John “Liver-Eating’” Johnston was the prototype for Jeremiah Johnson, the 1972 film about such men starring Robert Redford. As “The Mountain Man Who Outshone His Legends” tells us, the real life Johnston shared much of the character of his Hollywood counterpart, but was even more interesting. He arrived late (1840s) in the Rockies as the beaver trade wound down and eventually found work supplying firewood to Missouri River steamboats, hunting, trapping, and generally wandering. He got his nickname when in his absence a Crow war party killed his pregnant Flathead wife, and in the ensuing years a vengeful Johnston killed a number of Crow men in single encounters, allegedly feasting on the liver of one victim. In old age he was “Dad” Johnston, the first sheriff of Red Lodge. Clayton relates the amusing story of Johnston’s final interment in Cody, Wyoming, at a tourist venue called “Old Trail Town” in 1974. Cody boosters, after losing Buffalo Bill Cody to Colorado in 1917, lacked a genuine dead western legend, and got one in Johnston. They even lured Robert Redford to Cody to serve as a pallbearer in the July 4th ceremony.
“Resurrecting Haydie Yates” (born Emma Hayden Eames in 1897) is the story of a Montana ranchwoman with roots in the aristocratic East. She was a staff writer at the New Yorker in the late 1920s, eventually buying a ranch after spending a few summers as the guest of Irving “Larry” Larom’s “Valley Ranch” near Cody, Wyoming. Larom was a Princeton graduate who is credited with inventing dude ranching, as he encouraged rich Eastern friends to spend summers at the Valley Ranch and pay for the privilege. Haydie married a Yale graduate and World War I veteran named Ted Yates, and the young couple bought a 3,200 acre ranch on Lodge Grass Creek on the east slope of the Big Horns north of Sheridan, Wyoming just over the Montana line. But the working cattle ranch failed, albeit taking years to do so, and the Yates’ eventually retreated to New York, where Haydie continued her journalistic career with three editorial jobs at what were once called “women’s magazines.” Her western experience produced a remarkable memoir 70 Miles From a Lemon (1948).
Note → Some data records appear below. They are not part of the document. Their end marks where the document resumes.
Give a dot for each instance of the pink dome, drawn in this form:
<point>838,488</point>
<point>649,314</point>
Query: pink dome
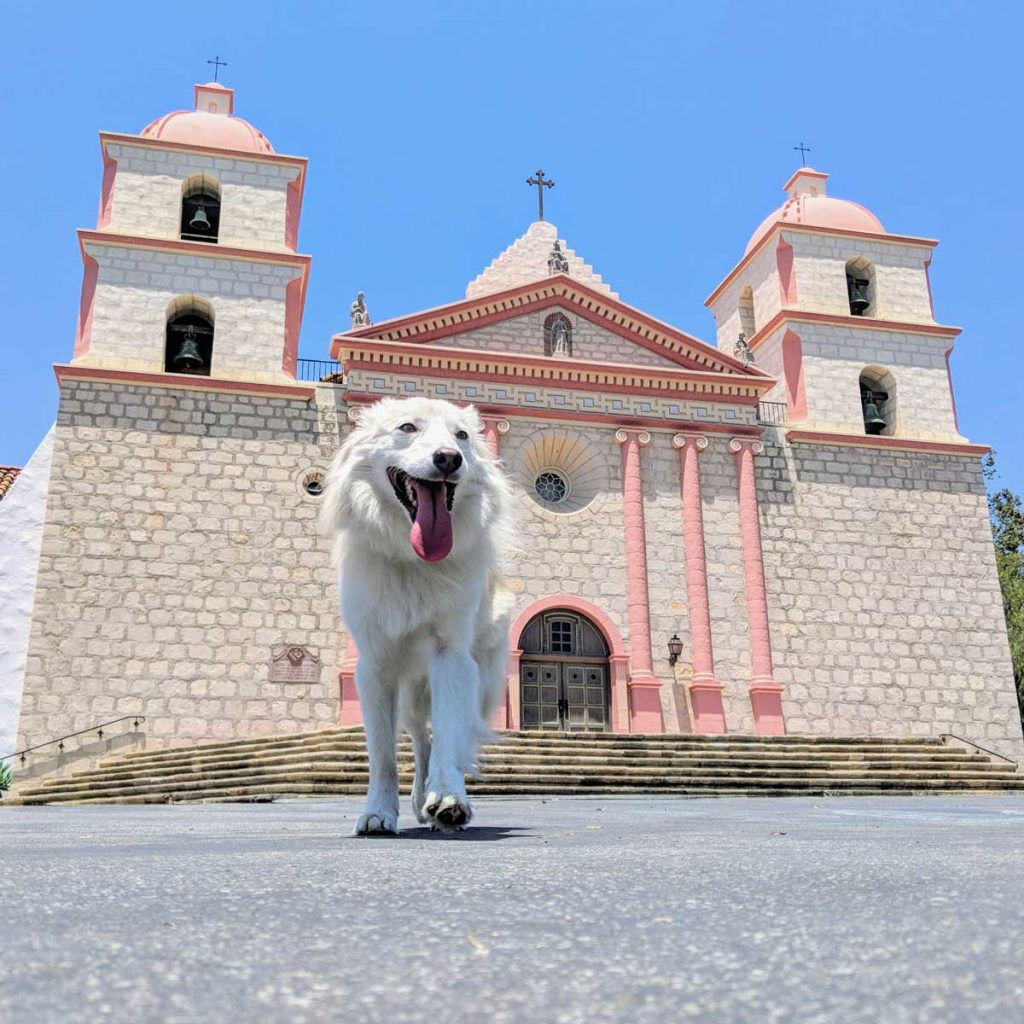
<point>817,211</point>
<point>213,127</point>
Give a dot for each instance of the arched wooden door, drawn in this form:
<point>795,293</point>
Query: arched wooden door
<point>563,674</point>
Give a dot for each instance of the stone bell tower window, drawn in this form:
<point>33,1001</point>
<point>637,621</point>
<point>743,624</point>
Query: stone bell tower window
<point>201,209</point>
<point>188,347</point>
<point>558,336</point>
<point>860,287</point>
<point>878,400</point>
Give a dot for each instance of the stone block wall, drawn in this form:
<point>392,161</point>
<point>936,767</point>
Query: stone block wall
<point>885,607</point>
<point>178,550</point>
<point>147,192</point>
<point>136,287</point>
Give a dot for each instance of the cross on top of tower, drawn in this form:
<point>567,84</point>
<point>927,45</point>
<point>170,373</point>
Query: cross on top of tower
<point>541,185</point>
<point>217,65</point>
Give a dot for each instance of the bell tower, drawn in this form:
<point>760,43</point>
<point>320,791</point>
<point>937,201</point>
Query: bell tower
<point>840,311</point>
<point>192,270</point>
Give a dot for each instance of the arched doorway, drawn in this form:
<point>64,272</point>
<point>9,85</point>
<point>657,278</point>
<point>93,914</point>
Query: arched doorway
<point>563,674</point>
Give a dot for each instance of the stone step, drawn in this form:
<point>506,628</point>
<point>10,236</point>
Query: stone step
<point>541,743</point>
<point>496,759</point>
<point>553,775</point>
<point>580,785</point>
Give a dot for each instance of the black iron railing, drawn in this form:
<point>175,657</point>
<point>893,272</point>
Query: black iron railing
<point>136,721</point>
<point>772,412</point>
<point>326,371</point>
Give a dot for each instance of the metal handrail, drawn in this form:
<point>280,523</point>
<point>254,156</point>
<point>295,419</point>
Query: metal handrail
<point>984,750</point>
<point>134,719</point>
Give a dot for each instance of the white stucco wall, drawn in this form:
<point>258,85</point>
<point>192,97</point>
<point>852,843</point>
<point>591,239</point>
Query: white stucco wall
<point>20,535</point>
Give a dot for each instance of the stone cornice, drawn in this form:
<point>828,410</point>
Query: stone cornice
<point>370,354</point>
<point>785,225</point>
<point>892,443</point>
<point>785,316</point>
<point>140,141</point>
<point>563,291</point>
<point>186,382</point>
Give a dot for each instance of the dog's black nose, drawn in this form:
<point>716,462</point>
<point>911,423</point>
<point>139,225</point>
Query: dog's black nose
<point>448,461</point>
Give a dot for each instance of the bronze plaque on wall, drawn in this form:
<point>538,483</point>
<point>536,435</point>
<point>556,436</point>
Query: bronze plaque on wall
<point>294,665</point>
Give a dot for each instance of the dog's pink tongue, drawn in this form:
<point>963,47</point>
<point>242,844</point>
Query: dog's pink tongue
<point>431,532</point>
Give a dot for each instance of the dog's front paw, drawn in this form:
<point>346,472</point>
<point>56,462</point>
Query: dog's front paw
<point>377,823</point>
<point>448,812</point>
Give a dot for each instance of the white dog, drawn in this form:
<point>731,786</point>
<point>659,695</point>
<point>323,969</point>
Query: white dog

The title describes the ranch’s remoteness from a favorite grocery store in Sheridan. In it she writes: “No other place out there could ever be as much our hearts’ desire as that perfect spot on the Lodge Grass.”
A book about Montana wouldn’t be complete without a good outlaw story. And in “Fame and Bandits” Clayton chooses one that took place just down the street from his home in Red Lodge. On September 18, 1897, four associates of Butch Cassidy’s “Wild Bunch” (although Cassidy himself was not present) attempted — and failed — to rob the Carbon County Bank. A four-day, 80-mile pursuit by a mounted posse like the one in Butch Cassidy and the Sundance Kid resulted in the capture near Lavina, Montana, of Harvey Logan, alias “Kid Curry,” Walt Putney, a notorious Wyoming horse thief, and Harry Longabaugh, alias “The Sundance Kid” — himself. The fourth, George “Flat Nose” Currie, avoided capture halfway through the pursuit by detouring to Columbus, Montana, where he decamped on a train. The three failed bank robbers were imprisoned in Deadwood, South Dakota, to answer charges about a bank robbery in nearby Belle Fourche, and where five weeks later they escaped into the mists of legend and historical contention related to these outlaws, especially Butch Cassidy and the Sundance Kid. Harvey Logan-Kid Curry committed suicide as the Pinkertons closed in on him following a botched train robbery in Colorado in 1904. The lives and ends of the rest remain a mystery.
These are just a handful of historical essays in a collection that is a great introduction to Montana history for the general reader.